Careful consideration of the political and economic trade-offs involved, however, suggests another possibility: Dictators might also pursue “liberalization from above,” gambling on reform when the economy is stagnating and political opposition is especially weak. Under these circumstances, expanded freedoms of speech and movement can open new avenues for economic growth without immediately producing a serious political challenge. There might be plenty of pent-up demand for political change, but revolutions require organization, and organization takes time, so shrewd rulers might attempt to shoot those rapids in search of calmer waters on the other side.
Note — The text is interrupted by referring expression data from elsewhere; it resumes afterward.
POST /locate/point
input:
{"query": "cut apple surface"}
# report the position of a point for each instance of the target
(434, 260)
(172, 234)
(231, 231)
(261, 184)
Viewing Chavez’s departure through the lens of this theory, I think the prospects for significant political liberalization in Cuba in the next few years just improved markedly. In fact, there were many signs that the Cuban regime was already leaning in this direction, including moves since 2010 to allow more private enterprise, loosen restrictions on property rights, and, most recently, the decision to end the exit visa requirement for travel abroad. I think those modest reforms reflect the very pressures noted above, and the departure of the Cuban regime’s greatest patron and ally will only turn the screws tighter. Late last month, Raul Castro announced that he would retire when his second term as president ends in 2018. In light of this week’s news from Venezuela, I would be surprised to see Castro’s tenure last that long, and I suspect that transition will go much deeper than a simple change of leadership.